21 Son of man, let your face be turned to Zidon, and be a prophet against it, and say,
Mensenkind, ge moet uw gelaat richten naar Sidon; profeteer tegen haar
22 These are the words of the Lord: See, I am against you, O Zidon; and I will get glory for myself in you: and they will be certain that I am the Lord, when I send my punishments on her, and I will be seen to be holy in her.
en zeg: Zo spreekt Jahweh, de Heer! Sidon, Ik kom op u af, en zal Mij in uw midden verheerlijken, opdat men erkenne, dat Ik Jahweh ben, als Ik in haar gerichten voltrek, aan haar mijn heiligheid bewijs.
23 And I will send on her disease and blood in her streets; and the wounded will be falling in the middle of her, and the sword will be against her on every side; and they will be certain that I am the Lord.

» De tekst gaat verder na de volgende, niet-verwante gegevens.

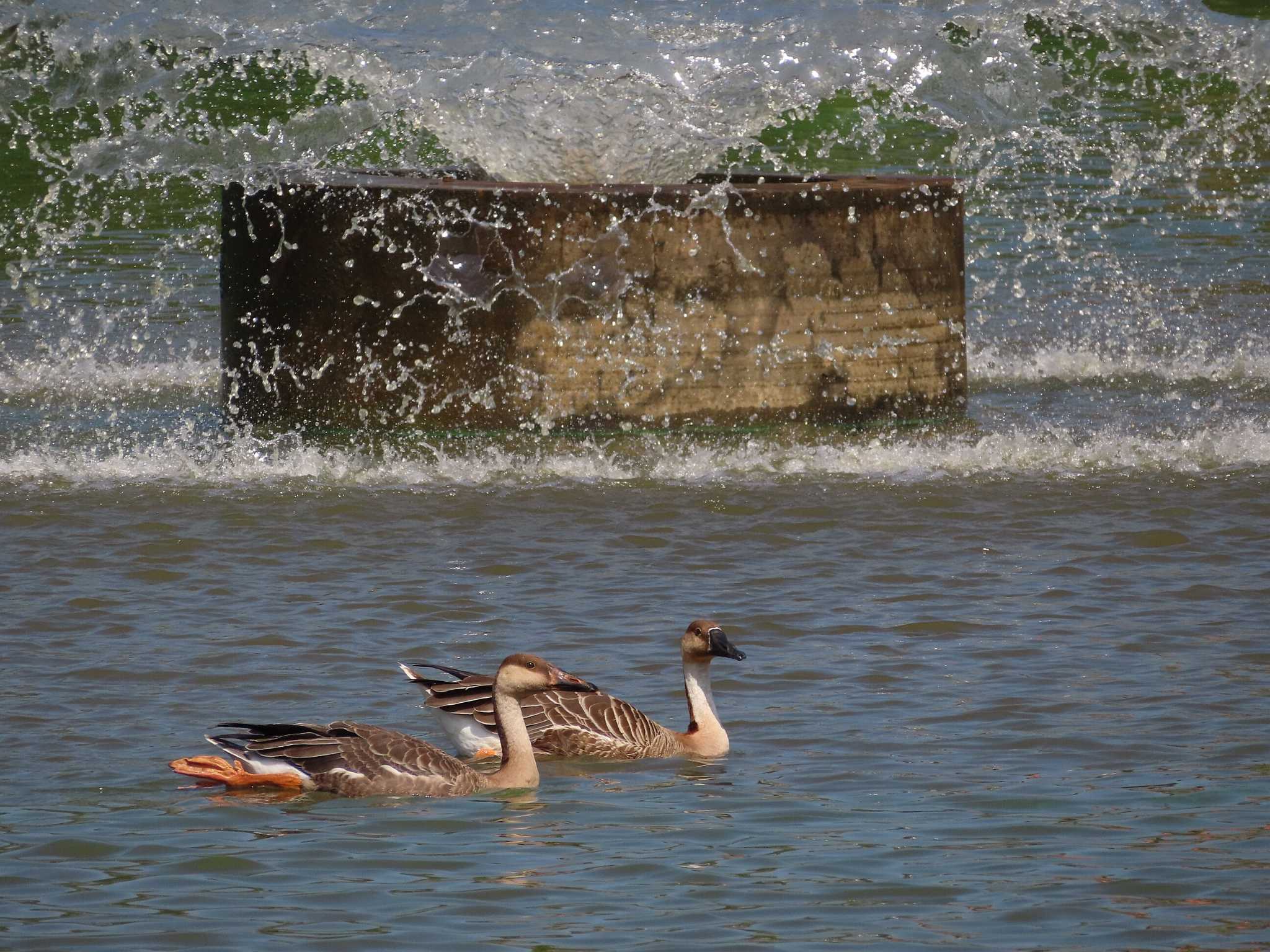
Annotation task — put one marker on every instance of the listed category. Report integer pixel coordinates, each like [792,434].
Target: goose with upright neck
[591,725]
[361,759]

Pest stuur Ik op haar af, en bloed op haar straten. Binnen haar midden zullen verslagenen vallen, als het zwaard aan alle kanten tegen haar woedt. Zo zullen ze erkennen, dat Ik Jahweh ben!
24 And there will no longer be a plant with sharp points wounding the children of Israel, or a thorn troubling them among any who are round about them, who put shame on them; and they will be certain that I am the Lord.
Dan zal er voor het huis van Israël geen pijnlijke prikkel en geen smartelijke doorn meer zijn van de kant van alle omliggende volken, die het verachten. Zo zullen ze erkennen, dat Ik Jahweh ben!
25 This is what the Lord has said: When I have got together the children of Israel from the peoples among whom they are wandering, and have been made holy among them before the eyes of the nations, then they will have rest in the land which is theirs, which I gave to my servant Jacob
Dit zegt Jahweh, de Heer: Als Ik het huis van Israël uit de volken, waaronder ze verstrooid zijn, bijeen heb gebracht, dan zal Ik door hen mijn heiligheid bewijzen ten aanschouwen van de volken, en zullen zij zich vestigen op hun eigen grond, die Ik aan mijn dienaar Jakob gegeven heb.
26 And they will be safe there, building houses and planting vine-gardens and living without fear; when I have sent my punishments on all those who put shame on them round about them; and they will be certain that I am the Lord their God.
Daar zullen ze veilig wonen en huizen bouwen, wijngaarden planten en zich veilig voelen, als Ik de strafgerichten heb voltrokken aan al hun buren, die hen veracht hebben. Zo zullen zij erkennen, dat Ik, Jahweh, hun Heer ben!